Featured SPR Members
January 2017


Dr. Alcorn received his PhD in Cell and Molecular Biology from Duke University in 2003. During this time he worked with Dr. Jo Rae Wright on the host defense properties of lung surfactant proteins in the context of bacterial pneumonia and cystic fibrosis. Following this training, he completed a post-doctoral fellowship at the University of Vermont Lung Center with Dr. Yvonne Janssen-Heininger. His projects were focused on inflammatory signaling in mouse models of asthma and acute lung injury. Through this training he gained expertise in immunology, cell biology, molecular biology, lung physiology, and disease modeling.

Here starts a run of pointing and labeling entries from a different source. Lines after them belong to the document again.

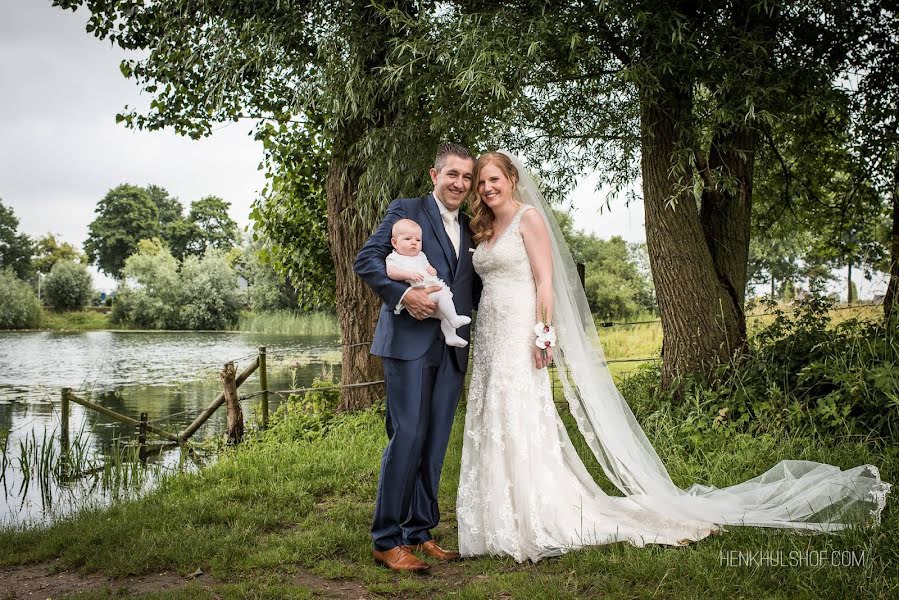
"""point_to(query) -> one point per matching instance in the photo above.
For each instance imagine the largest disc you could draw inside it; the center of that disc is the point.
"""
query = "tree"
(680, 92)
(614, 284)
(210, 298)
(149, 294)
(68, 287)
(48, 250)
(125, 216)
(211, 226)
(321, 66)
(291, 220)
(268, 289)
(167, 207)
(15, 248)
(19, 307)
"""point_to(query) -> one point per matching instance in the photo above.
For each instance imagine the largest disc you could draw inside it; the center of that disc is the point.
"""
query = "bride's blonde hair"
(482, 216)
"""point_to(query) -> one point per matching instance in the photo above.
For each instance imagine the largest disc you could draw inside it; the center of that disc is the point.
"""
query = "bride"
(523, 491)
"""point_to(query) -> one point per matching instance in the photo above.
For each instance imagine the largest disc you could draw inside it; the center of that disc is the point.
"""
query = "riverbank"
(281, 322)
(287, 516)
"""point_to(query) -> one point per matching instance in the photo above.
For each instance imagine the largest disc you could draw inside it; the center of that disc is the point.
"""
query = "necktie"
(449, 223)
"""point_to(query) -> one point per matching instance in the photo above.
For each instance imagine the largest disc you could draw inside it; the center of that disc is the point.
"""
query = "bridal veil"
(797, 494)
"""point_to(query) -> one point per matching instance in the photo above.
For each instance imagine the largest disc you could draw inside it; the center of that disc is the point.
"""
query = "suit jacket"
(403, 336)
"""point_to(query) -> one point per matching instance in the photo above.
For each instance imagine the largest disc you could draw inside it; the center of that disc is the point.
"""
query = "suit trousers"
(422, 395)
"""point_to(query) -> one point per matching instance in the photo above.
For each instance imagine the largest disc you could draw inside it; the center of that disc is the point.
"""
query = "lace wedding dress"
(524, 491)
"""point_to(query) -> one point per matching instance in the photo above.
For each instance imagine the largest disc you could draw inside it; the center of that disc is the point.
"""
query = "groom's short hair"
(448, 149)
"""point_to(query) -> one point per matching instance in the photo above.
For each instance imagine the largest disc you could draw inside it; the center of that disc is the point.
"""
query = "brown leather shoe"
(434, 551)
(399, 558)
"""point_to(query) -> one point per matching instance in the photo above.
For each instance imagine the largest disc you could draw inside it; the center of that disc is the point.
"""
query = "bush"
(210, 298)
(307, 417)
(149, 295)
(19, 306)
(68, 286)
(155, 295)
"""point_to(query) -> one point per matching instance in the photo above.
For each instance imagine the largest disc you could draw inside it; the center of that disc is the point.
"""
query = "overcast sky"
(61, 149)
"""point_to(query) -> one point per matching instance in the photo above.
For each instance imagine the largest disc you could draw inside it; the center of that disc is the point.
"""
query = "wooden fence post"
(142, 438)
(235, 414)
(219, 400)
(64, 427)
(263, 385)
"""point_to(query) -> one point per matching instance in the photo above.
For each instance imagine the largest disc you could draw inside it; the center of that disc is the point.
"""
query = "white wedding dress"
(524, 491)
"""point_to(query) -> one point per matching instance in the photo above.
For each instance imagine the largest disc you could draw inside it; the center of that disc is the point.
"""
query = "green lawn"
(276, 516)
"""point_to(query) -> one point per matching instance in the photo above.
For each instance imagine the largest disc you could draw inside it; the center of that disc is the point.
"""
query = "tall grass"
(283, 502)
(74, 475)
(76, 320)
(288, 322)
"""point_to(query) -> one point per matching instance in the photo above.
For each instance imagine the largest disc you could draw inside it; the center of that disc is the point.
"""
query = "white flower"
(546, 335)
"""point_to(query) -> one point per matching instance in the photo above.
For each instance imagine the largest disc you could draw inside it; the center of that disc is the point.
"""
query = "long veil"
(796, 494)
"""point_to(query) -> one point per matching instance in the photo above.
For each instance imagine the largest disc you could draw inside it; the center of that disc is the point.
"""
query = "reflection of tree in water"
(174, 407)
(6, 413)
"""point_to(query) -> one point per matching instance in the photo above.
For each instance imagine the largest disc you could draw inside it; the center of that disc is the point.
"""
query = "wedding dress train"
(524, 491)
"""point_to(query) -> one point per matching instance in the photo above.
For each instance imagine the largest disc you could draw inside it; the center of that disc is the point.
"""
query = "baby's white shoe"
(450, 336)
(459, 321)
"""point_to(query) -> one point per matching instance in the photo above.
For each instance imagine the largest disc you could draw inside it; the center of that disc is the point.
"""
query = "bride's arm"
(537, 243)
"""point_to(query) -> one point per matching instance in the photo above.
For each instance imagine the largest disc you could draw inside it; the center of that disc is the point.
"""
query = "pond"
(172, 376)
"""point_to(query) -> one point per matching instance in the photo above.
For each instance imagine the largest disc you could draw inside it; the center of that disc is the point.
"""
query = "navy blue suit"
(423, 375)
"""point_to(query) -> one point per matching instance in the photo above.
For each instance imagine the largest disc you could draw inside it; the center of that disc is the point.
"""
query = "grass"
(76, 320)
(278, 508)
(288, 322)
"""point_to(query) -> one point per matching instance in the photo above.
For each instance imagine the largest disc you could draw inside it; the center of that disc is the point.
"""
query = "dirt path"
(51, 581)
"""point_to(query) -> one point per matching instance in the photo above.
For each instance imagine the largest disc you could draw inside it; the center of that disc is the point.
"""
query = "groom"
(422, 374)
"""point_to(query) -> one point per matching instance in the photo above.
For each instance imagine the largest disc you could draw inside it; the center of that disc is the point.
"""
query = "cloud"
(61, 150)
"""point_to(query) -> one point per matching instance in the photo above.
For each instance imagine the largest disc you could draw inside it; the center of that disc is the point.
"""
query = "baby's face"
(407, 241)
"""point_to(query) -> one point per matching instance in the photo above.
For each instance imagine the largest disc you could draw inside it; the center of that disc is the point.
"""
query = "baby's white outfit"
(446, 310)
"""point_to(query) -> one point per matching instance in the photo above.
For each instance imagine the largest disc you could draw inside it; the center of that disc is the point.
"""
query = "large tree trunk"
(891, 301)
(726, 215)
(700, 322)
(357, 306)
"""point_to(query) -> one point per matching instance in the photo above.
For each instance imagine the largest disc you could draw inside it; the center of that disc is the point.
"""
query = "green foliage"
(800, 374)
(15, 248)
(125, 216)
(156, 295)
(213, 227)
(19, 306)
(267, 290)
(83, 320)
(68, 287)
(309, 416)
(291, 217)
(210, 298)
(149, 296)
(615, 284)
(290, 322)
(48, 251)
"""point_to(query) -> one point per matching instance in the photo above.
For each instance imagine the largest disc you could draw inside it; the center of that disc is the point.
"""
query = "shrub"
(149, 295)
(799, 373)
(19, 306)
(210, 298)
(68, 286)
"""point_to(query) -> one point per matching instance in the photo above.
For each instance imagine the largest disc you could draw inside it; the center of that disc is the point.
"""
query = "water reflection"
(172, 376)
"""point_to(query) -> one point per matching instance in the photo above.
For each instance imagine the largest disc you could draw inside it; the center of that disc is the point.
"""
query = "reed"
(286, 322)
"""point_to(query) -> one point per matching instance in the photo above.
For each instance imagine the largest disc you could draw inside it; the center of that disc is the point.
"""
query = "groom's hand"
(543, 359)
(419, 304)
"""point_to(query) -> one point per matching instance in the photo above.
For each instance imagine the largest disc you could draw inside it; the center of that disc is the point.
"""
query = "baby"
(408, 263)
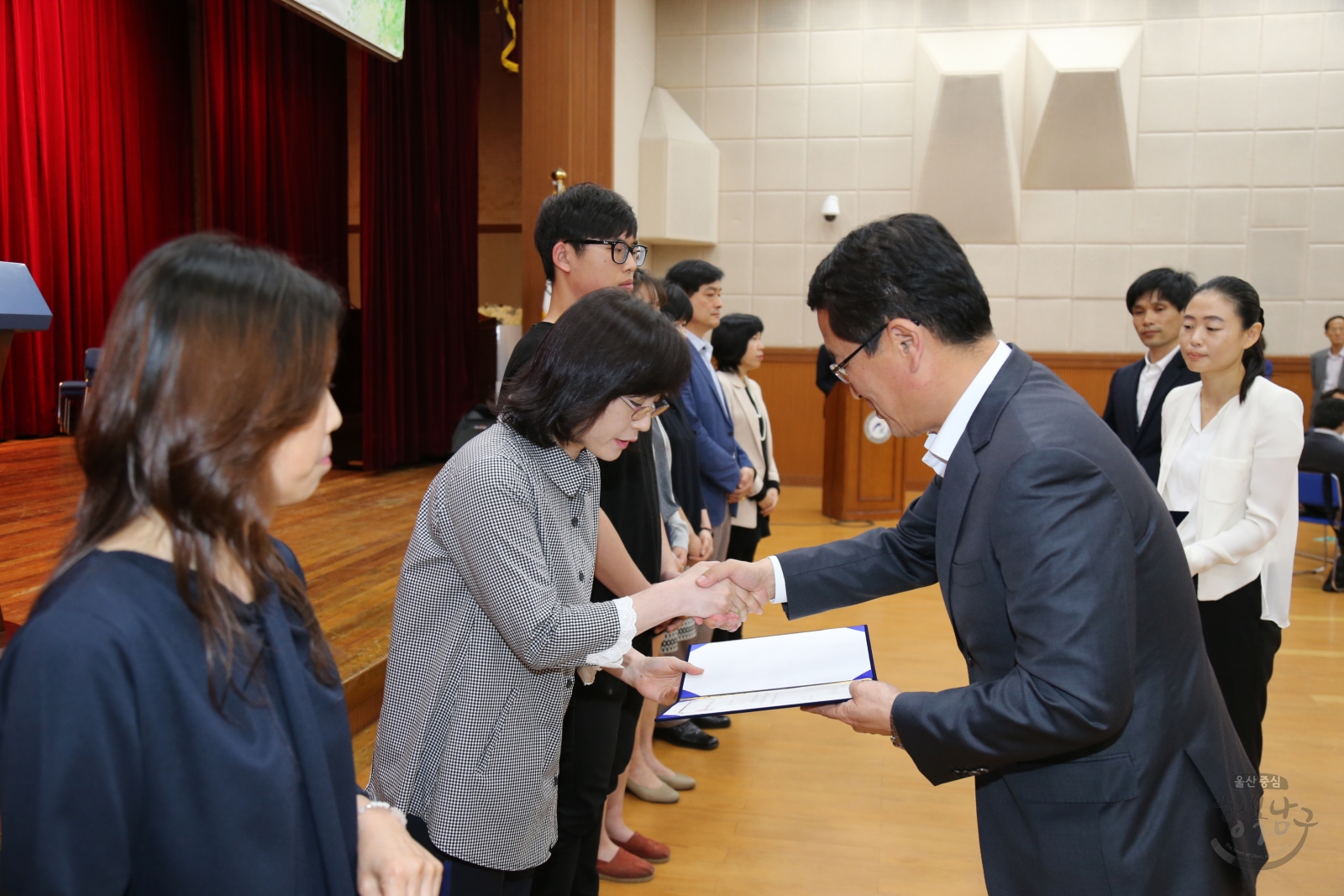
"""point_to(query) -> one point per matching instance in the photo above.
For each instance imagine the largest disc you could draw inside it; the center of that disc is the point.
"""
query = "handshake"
(717, 594)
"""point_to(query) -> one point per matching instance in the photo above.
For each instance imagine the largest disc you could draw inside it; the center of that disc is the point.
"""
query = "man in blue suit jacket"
(725, 469)
(1104, 758)
(1133, 411)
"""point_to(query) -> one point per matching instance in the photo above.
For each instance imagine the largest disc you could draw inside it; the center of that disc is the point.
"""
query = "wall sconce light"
(831, 207)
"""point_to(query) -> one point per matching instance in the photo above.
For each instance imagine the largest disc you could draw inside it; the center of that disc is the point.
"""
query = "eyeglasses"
(837, 369)
(645, 411)
(620, 250)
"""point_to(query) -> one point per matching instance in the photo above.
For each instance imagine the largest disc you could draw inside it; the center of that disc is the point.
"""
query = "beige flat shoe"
(678, 782)
(660, 794)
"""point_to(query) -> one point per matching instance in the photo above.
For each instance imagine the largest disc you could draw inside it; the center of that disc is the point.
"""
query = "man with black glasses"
(586, 239)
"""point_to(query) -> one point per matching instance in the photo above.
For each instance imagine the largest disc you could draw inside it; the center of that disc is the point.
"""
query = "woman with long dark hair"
(1229, 476)
(494, 626)
(171, 719)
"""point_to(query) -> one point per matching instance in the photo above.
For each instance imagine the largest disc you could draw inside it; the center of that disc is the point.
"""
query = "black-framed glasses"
(837, 369)
(622, 250)
(644, 411)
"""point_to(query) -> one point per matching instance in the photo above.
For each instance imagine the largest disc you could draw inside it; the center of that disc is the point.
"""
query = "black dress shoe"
(711, 721)
(687, 735)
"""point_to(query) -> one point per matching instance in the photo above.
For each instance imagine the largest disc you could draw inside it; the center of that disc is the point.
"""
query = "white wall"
(635, 49)
(1238, 170)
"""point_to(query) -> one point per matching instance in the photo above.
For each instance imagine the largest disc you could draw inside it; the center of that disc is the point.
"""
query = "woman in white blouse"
(1229, 476)
(738, 349)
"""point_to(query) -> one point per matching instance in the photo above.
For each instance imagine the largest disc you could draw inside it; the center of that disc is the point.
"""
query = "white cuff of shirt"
(781, 593)
(612, 656)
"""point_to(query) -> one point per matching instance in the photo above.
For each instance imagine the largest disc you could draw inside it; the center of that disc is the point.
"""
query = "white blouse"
(1183, 484)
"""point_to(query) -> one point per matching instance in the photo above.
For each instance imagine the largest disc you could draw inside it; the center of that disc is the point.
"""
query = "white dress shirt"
(1334, 364)
(940, 445)
(1148, 382)
(706, 354)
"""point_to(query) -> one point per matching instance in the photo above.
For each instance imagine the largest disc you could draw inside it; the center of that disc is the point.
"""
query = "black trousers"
(465, 879)
(743, 544)
(596, 747)
(1241, 647)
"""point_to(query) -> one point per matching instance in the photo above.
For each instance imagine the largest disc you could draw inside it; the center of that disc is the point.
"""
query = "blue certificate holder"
(774, 672)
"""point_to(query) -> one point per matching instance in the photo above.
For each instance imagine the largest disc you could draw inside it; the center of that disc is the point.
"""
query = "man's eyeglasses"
(644, 411)
(620, 250)
(837, 369)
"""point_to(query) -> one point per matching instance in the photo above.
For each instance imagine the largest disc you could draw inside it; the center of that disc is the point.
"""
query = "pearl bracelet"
(396, 813)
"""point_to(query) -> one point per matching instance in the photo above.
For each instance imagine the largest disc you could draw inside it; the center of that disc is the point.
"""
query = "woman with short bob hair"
(171, 719)
(494, 626)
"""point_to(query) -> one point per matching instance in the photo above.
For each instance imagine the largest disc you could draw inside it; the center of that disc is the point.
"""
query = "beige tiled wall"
(1240, 159)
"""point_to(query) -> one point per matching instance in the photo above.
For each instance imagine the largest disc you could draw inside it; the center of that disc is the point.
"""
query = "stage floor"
(790, 804)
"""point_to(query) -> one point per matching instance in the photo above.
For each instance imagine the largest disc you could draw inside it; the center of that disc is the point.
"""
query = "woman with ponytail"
(1229, 476)
(171, 719)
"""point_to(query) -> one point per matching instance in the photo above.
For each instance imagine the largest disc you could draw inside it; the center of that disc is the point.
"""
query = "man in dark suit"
(1323, 452)
(1135, 405)
(1093, 725)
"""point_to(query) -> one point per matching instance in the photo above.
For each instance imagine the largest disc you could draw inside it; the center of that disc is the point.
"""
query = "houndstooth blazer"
(492, 617)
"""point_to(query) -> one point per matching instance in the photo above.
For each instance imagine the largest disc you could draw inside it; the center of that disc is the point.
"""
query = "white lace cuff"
(612, 656)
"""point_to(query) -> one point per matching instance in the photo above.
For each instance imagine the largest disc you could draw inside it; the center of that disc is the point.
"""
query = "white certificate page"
(776, 671)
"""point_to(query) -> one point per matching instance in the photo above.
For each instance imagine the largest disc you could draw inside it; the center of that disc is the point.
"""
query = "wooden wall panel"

Dr. Alcorn then joined the Department of Pediatrics at Children’s Hospital of Pittsburgh in 2007 under the mentorship of Dr. Jay Kolls. Dr. Alcorn’s current position is Associate Professor in the Division of Pulmonary Medicine, Allergy, and Immunology at Children’s Hospital of Pittsburgh. Dr. Alcorn is a recent recipient of the Parker B. Francis Jo Rae Wright Award for Scientific Excellence for his contributions to pulmonary disease research.

The Alcorn laboratory is focused on T cell immunity, host defense, epithelial cell biology, and lung physiology as it relates to pediatric disease. A primary laboratory focus is on influenza infection and host defense mechanisms regulated by Type 17 immunity. Recent studies in the lab are focused on how preceding influenza infection suppresses the ability of the lung to respond to secondary bacterial infections. We have shown that influenza inhibits Type 17 activation upon secondary challenge with MRSA resulting in attenuated clearance. Our data suggest a novel immune mechanism involved in increased susceptibility following viral infection. The Alcorn laboratory is also working on the immunologic mechanisms of severe and steroid insensitive asthma, which represent a significant source of morbidity and mortality in the western world. Specifically, we are interested in the mechanism by which T cells promote airway hyper-reactivity in the presence or absence of airway inflammation. Our current focus combines mouse models of human lung disease with translational studies utilizing our significant access to asthma samples here at Children’s Hospital of Pittsburgh. Our group’s goal is to model human disease, as best as possible, and elucidate novel mechanisms of disease pathogenesis.